Saturday, December 29, 2007

How to control anger



If we determine to solve a problem, we have to find out its roots. I feel that we get angry with people who are related to us in any way and our expectations from them fail. The more intimate the relationship, the angrier we feel. As such we feel more frustrated from such instances happening in our own families than associates in career or unrelated persons. It is our perception of situation and logics presented by chitta (sub-conscious mind), that makes us react and get irritated, if attitude thrusts us towards that. We feel that our sorrows are due to actions of those particular persons. In fact, we have to understand that the remote control of our sorrows is not, in fact, in the hands of other people.

In fact, we get two types of anger. Number one, internal that is, what our heart felt; number two, our reaction and expression to related person. Health-wise speaking, number two is not so dangerous. Number one internal feeling can have negative effect to any extent in our lives, on our mental tranquility, on our health. It is simply because we conclude that OUR SUCH AND SUCH SORROWS ARE CAUSED BY THAT PERSON. If we understand following facts and ask chitta to accept them honestly, anger will vanish.

We get pleasures and sorrows as per our prarabdh (destiny) as arranged by orders of the God Almighty. These are outcomes of our previous karmas (actions). And these karmas ripen at different intervals of time. We get results of karmas at appropriate times. The persons delivering you pleasures and sorrows are just postmen of that God. You will get what you deserve, not necessarily through those persons whom you had been helping or maltreating. Presently whoever is instrumental in delivering you pleasure or sorrow, will act towards you as per your immediate destiny. NOBODY, IN FACT, CAN BENEFIT US OR CAN DAMAGE US.

Next point is, why are you irritated with your family members or your subordinates? Because they did not obey you (or at least obeyed the same very unwillingly). You concluded, that the pertinent point should be fixed in a particular manner. They donot agree. Now I ask you to honestly judge yourself, as to how much you obey YOURSELF. You know what should be done, you resolve to take specific actions for self-improvement, health, performance of duties etc., but you simply ignore your own resolutions due to laziness, casual approach and on flimsy grounds. What right, do you possess, to get angry with people, who disagree with you?
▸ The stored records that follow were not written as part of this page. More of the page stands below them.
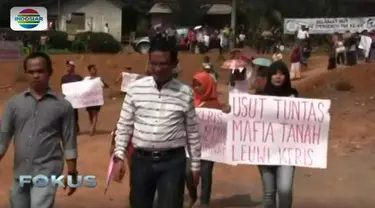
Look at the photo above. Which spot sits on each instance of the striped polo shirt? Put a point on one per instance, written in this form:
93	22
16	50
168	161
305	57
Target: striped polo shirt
159	119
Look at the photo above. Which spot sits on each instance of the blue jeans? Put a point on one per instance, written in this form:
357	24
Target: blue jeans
32	197
206	182
164	174
277	179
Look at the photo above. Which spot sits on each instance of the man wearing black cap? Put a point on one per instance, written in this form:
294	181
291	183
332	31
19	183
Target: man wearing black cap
69	77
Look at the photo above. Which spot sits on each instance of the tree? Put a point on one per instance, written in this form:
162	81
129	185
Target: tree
187	12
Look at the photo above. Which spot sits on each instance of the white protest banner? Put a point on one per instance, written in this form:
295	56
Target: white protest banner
84	93
267	130
213	131
10	50
329	25
127	79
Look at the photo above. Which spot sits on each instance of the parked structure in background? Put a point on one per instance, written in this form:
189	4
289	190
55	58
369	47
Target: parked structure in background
87	15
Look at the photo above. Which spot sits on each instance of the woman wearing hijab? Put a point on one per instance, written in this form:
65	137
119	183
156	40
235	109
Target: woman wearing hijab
205	96
278	180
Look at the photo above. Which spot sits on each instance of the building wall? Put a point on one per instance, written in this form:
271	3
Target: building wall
97	14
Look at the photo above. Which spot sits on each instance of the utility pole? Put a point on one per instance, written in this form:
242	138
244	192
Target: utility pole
232	42
58	26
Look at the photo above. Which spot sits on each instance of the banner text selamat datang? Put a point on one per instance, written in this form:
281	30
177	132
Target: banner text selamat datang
278	130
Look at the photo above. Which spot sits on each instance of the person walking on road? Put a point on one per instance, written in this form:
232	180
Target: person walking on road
159	114
278	180
93	111
42	124
69	77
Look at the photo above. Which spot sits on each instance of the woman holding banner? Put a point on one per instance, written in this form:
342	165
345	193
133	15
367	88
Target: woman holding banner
205	96
278	179
93	111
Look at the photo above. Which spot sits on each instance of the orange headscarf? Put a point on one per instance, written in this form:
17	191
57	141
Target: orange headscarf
209	97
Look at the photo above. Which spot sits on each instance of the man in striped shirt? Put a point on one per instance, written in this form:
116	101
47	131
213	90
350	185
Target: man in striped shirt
158	113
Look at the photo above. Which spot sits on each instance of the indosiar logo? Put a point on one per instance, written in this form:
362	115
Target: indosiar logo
28	19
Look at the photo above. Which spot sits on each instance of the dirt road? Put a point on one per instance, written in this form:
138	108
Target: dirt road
347	183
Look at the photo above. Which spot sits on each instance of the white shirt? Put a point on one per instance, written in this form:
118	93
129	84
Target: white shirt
159	120
94	78
302	35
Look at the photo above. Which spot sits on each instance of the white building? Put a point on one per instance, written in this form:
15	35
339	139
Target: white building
86	15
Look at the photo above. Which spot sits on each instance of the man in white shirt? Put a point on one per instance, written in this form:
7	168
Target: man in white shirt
106	28
158	114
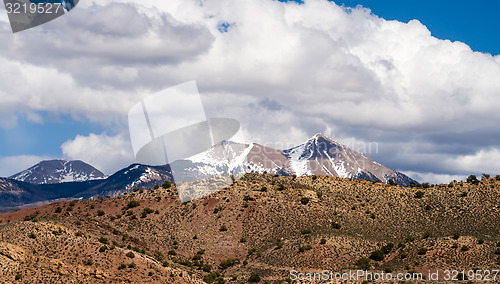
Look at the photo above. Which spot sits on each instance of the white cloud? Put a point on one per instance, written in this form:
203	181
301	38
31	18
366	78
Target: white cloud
106	153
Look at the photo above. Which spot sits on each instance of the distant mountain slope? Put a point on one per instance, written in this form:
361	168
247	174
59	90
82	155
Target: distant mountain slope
58	171
317	156
15	193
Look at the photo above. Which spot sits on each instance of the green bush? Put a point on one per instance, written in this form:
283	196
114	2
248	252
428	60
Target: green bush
377	255
472	179
214	277
254	278
305	232
186	263
387	248
364	263
132	204
426	235
422	251
419	194
304	200
228	263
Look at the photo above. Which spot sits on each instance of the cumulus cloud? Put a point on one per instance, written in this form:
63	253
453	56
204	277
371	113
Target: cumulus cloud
285	74
13	164
107	153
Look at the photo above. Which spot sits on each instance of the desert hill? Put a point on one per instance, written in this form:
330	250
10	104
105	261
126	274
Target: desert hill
258	229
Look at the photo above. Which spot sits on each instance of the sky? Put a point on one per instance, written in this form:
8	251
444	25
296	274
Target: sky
417	79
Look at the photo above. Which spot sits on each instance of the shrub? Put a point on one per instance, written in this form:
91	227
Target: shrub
364	263
426	235
186	263
387	248
419	194
472	179
254	278
410	239
228	263
422	251
304	248
133	204
214	277
377	255
148	210
387	269
251	251
305	232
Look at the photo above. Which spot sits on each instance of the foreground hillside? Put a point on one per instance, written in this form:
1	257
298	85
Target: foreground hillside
258	229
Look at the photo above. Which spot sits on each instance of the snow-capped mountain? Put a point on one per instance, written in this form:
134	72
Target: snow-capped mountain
317	156
58	171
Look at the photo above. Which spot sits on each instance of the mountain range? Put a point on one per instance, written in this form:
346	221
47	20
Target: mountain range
54	180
Next point is, anger strengthens our wrong attitudes and spoils our health, our mental tranquility. We get hypertension, depression, heart diseases and other problems. Can we afford all that? No.

Now what is the solution? Should we forget imposition of discipline in our family members and subordinates and should we surrender before every Tom Dock& Harry?
No. Big No.
I told, there are basically, two faces of anger. Internal and external. This heartfelt internal anger is dangerous and damaging. In your practical life, take stock of position, think out an honest way to monitor the situation, express your views to relevant persons and try to handle the situation tactfully as the situation and your role warrants. Then, whatever is going to happen, let it happen. Silently, watch the drama of God unfold, and at the heart of hearts, do not blame that person accountable for your sorrows. You can and should act in best of your capacity, but results are not in your hands. Yes, your, honest approach, will make your future prarbdh much better and your equipoised mind will save your health.

Expression of external anger can be used, though avoided to handle the situation, but internal anger must be pacified by pondering over the above logics.